Adobe Creative Suite 5.5. It’s difficult not to give the Creative Suite kudos—the innovations in the pack span pretty much every facet of image creation and publishing. The new version takes DCC beyond the desktop to the mobile arena, as it focuses on the growing mobile market of tablets and smartphones. Moreover, the Mercury playback engine now supports even more GPUs, including mobile. On the pricing front, Adobe is offering subscription pricing, which will be attractive for many customers.
Blackmagic Design’s products. It’s hard not to award a company that has the kind of major product rollout at a show that Blackmagic had—yet again. The DeckLink Quad is a new SDI capture card that has four SDI inputs and four SDI outputs that can be switched between SD and HD video formats. The DeckLink 4K is a new 3g bit/sec Quad Link SDI capture card that supports SD, HD, 3g bit/sec HD, 2k and 4k capture, and playback using a single PCI Express slot (for only $595). Also, the new HyperDeck line, which includes the HyperDeck Studio and HyperDeck Shuttle, deserves attention. The Studio is an uncompressed HD disk recorder with dual SSD slots that lets users record on one SSD and then another without interruption. With the Shuttle, users can record uncompressed video directly to low-cost SSDs by bypassing the camera’s native compression and recording from SDI and HDMI.

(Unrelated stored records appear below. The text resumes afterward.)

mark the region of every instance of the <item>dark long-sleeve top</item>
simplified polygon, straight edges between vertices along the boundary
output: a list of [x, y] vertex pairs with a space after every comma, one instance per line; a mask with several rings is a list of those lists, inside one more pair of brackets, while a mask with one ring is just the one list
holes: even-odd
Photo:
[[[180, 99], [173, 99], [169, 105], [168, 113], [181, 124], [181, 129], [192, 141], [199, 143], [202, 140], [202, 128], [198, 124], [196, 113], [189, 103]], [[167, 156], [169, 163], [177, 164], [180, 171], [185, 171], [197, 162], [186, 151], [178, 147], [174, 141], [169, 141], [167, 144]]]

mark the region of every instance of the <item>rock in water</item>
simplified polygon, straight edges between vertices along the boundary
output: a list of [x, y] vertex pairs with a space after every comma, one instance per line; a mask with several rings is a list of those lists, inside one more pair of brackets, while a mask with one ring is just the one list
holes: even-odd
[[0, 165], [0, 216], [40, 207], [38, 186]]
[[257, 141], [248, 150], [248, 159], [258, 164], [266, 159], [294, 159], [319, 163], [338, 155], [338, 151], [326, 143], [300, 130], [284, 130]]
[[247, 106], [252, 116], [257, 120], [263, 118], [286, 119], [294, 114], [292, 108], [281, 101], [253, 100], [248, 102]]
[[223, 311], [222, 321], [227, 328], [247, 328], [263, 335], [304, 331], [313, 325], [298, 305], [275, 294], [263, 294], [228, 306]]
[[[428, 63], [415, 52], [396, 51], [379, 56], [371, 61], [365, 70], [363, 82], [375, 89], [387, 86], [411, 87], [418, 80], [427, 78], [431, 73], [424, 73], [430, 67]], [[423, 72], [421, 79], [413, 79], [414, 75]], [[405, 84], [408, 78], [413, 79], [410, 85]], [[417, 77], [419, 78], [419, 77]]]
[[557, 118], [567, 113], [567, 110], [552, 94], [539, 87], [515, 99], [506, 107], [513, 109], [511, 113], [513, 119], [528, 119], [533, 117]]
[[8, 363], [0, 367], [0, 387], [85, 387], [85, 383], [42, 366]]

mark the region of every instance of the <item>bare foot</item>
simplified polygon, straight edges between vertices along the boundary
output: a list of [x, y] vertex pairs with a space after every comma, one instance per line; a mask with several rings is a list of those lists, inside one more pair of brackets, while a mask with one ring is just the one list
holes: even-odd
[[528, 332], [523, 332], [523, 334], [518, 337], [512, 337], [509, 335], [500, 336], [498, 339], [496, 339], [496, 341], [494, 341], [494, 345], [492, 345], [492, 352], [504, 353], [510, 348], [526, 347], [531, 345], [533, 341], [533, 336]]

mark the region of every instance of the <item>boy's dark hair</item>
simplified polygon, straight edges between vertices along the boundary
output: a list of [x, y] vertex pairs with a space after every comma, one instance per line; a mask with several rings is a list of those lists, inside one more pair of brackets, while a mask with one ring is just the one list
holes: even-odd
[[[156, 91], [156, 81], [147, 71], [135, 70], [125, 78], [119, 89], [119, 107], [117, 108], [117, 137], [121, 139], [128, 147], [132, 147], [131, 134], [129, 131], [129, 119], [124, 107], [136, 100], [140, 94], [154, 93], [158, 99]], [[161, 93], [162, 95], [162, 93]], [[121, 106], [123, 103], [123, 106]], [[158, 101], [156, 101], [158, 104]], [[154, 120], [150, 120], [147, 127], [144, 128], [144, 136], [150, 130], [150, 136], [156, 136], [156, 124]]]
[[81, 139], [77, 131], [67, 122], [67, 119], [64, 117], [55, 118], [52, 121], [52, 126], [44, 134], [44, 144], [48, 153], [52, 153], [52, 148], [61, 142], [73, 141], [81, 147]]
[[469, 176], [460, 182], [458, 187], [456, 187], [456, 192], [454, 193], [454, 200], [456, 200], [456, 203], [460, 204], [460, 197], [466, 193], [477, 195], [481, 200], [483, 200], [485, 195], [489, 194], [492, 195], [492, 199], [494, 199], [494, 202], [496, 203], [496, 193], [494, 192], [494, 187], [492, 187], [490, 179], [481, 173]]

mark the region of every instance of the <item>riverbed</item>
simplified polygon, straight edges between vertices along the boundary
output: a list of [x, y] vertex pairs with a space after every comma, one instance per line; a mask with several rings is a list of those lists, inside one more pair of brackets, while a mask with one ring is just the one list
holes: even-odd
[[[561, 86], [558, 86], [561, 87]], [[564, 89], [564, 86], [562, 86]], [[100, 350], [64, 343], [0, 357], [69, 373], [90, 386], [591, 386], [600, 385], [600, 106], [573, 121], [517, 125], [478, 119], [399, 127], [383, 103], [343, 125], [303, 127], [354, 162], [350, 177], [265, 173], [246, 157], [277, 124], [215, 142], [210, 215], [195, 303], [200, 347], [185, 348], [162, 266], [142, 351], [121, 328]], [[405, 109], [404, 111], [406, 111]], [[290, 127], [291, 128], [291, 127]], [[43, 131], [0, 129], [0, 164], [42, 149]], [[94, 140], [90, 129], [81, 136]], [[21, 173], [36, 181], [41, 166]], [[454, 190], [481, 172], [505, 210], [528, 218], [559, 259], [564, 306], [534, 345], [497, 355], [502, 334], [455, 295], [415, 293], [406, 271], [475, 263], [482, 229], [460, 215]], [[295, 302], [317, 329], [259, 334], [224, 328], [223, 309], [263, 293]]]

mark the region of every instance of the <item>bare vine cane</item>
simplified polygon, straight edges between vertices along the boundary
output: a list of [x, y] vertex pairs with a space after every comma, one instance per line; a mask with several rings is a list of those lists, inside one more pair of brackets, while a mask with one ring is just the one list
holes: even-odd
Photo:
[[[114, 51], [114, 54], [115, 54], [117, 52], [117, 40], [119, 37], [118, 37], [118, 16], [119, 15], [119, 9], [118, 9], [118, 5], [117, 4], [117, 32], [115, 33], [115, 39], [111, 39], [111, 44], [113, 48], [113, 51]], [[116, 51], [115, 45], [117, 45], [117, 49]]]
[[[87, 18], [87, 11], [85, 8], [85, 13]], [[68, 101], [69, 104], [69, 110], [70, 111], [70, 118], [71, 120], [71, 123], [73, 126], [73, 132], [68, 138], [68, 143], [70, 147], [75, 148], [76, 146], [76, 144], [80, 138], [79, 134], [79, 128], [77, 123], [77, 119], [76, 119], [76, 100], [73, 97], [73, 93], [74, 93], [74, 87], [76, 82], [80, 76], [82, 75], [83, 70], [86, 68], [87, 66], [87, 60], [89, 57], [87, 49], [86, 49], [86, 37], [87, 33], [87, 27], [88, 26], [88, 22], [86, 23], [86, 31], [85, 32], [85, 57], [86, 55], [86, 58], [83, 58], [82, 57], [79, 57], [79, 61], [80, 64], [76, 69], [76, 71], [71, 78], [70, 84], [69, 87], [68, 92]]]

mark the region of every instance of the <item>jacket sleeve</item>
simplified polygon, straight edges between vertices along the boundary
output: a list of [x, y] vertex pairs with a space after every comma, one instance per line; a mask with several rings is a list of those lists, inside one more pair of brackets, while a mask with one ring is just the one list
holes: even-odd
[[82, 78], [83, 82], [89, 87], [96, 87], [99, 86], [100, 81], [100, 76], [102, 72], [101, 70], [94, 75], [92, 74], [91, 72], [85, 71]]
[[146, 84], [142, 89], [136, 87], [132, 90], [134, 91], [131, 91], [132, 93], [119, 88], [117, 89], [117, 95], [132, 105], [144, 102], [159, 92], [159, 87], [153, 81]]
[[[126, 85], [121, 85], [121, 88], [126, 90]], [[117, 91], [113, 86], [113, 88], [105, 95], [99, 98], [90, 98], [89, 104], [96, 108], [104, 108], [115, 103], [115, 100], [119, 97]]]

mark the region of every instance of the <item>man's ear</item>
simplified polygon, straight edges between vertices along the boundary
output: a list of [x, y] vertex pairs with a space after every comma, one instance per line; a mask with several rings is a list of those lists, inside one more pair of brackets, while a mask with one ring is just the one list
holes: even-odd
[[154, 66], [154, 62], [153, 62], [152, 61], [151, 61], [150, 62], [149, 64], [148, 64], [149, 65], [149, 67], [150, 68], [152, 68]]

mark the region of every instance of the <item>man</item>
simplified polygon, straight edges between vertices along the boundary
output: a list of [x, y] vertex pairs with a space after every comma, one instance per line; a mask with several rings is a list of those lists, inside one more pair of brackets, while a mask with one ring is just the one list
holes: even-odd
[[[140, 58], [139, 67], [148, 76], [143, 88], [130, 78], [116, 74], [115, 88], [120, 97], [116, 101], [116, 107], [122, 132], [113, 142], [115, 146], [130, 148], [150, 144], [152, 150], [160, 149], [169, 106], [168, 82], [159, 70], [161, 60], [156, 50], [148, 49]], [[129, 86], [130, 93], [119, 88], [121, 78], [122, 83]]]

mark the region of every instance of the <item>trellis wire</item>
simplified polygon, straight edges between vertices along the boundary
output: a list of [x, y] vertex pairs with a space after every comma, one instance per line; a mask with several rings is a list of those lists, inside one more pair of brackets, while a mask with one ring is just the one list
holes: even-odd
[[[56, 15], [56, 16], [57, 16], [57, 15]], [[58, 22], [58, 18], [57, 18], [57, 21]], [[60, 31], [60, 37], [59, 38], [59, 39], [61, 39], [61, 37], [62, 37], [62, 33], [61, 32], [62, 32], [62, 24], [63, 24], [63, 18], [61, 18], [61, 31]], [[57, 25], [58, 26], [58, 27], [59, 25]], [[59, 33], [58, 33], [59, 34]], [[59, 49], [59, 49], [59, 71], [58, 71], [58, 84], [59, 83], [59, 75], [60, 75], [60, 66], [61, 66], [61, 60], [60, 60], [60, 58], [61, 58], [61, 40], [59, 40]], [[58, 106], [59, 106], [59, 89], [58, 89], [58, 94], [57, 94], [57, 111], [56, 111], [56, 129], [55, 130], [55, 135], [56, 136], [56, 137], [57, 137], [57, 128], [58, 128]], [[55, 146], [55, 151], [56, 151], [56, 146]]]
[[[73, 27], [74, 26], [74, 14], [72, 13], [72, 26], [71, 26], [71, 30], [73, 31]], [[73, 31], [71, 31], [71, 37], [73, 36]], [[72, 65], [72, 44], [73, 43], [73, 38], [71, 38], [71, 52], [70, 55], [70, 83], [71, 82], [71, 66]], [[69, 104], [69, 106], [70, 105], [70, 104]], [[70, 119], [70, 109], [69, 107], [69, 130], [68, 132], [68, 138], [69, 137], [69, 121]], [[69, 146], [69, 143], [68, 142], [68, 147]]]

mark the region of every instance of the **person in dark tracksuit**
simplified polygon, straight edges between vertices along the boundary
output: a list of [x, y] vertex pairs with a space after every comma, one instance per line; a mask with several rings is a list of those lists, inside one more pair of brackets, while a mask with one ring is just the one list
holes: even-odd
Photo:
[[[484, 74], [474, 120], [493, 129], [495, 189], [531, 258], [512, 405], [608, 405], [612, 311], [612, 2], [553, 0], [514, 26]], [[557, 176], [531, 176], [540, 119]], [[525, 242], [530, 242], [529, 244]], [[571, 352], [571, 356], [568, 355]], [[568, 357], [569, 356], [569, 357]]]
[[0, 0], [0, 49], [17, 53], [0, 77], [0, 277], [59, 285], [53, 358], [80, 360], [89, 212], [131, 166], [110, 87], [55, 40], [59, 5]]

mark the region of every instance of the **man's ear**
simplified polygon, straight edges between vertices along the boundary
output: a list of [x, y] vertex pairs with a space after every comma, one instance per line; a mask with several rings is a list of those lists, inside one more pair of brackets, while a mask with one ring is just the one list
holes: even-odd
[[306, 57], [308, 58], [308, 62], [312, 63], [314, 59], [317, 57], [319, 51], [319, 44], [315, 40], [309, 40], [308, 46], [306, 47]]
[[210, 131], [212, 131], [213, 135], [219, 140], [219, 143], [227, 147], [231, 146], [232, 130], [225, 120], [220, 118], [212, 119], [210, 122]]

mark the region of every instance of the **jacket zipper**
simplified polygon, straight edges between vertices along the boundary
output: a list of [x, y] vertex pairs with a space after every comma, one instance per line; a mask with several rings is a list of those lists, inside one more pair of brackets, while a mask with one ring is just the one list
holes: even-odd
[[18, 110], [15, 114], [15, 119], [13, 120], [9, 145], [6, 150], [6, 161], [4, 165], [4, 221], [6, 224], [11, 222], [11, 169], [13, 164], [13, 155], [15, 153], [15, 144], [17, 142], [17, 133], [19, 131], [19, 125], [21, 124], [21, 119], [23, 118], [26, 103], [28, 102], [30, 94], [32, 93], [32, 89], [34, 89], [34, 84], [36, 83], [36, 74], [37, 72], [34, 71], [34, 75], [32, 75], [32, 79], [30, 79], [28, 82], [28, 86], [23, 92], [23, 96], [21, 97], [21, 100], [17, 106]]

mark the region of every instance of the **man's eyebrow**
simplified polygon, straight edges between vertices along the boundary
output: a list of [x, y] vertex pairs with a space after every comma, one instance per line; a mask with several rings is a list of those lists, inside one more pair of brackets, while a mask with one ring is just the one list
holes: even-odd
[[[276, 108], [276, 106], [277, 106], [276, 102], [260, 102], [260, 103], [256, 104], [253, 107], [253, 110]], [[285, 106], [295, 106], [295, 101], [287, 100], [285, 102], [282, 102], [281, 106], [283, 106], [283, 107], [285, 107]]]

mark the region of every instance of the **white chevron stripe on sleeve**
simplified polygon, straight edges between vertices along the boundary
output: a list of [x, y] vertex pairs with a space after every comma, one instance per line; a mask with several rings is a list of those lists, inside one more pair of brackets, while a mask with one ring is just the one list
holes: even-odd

The Foundry’s Nuke 6.3. The firm showed the upcoming Nuke 6.3, giving a glimpse of the features in this upcoming release, including new tools that reduce the need to exit Nuke for external applications. Nuke 6.3 introduces a new Deep Compositing pipeline, allowing artists to work with deep data from 3D renders, supporting new ways to approach VFX and offering more control when integrating and finishing CG rendered elements. Always a powerful compositor, Nuke continues to evolve.
The Bakery’s Relight. Designed for the high-end feature-film, television, industrial, automotive, and architectural design industries, Relight is an interactive, all-in-one lighting, shading, and rendering solution for animation and visual effects artists. The tools and streamlined workflows promise to expand user creativity and increase turnaround times by significant orders of magnitude (upward of 300 percent, according to the company). The software supports the lighters’ and shaders’ iterative process—progressive and interactive refinement of properties and details—with full-resolution feedback within seconds. This incremental methodology also enables them to match CG illumination with composited live-action elements. What’s more, the offering is designed for both stereo 3D and 2D productions, with 3D HD preview and rapid 3D rendering of left- and right-eye views.